As a part of plaintiff’s case certain “admissions” from defendant Stanfill’s deposition were read. In the deposition she said that she and Frankie paid the taxes on the real estate and that plaintiff asked why she no longer received a tax statement. Defendant Stanfill said she answered as follows:
“I told her at the time the people that was working at the tax office lived on a farm and she probably made a mistake and put it in Frankie’s name.”

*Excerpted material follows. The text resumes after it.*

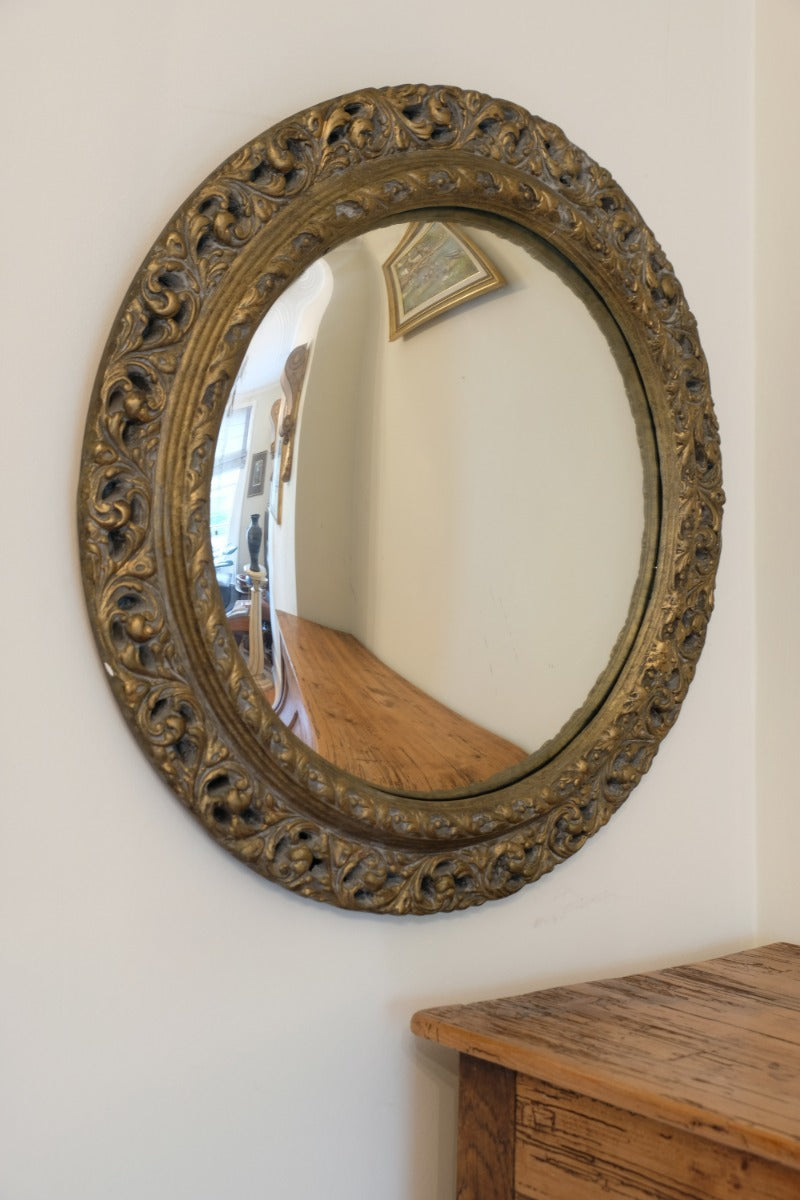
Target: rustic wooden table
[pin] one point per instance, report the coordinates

QUESTION: “Wasn’t it true at that point, Mrs. Stanfill, that it was coming in Frankie’s name because this Plaintiff’s Exhibit number 1 [deed to Frankie Green] had been recorded and the record title was in Frankie’s name?”
ANSWER: “Yes.”
QUESTION: “You didn’t tell Mrs. Green that though, did you?”
ANSWER: “No.”
The answers strongly suggest that defendant Stanfill believed that Frankie’s and her actions in taking the deed and recording it were contrary to plaintiff’s intentions when she gave him the key to the safety deposit box.
We hold that the delivery of the key to the safety deposit box did not constitute delivery of the deed as a matter of law and that plaintiff made a prima facie case. The judgment of dismissal is reversed and the cause remanded for a new trial.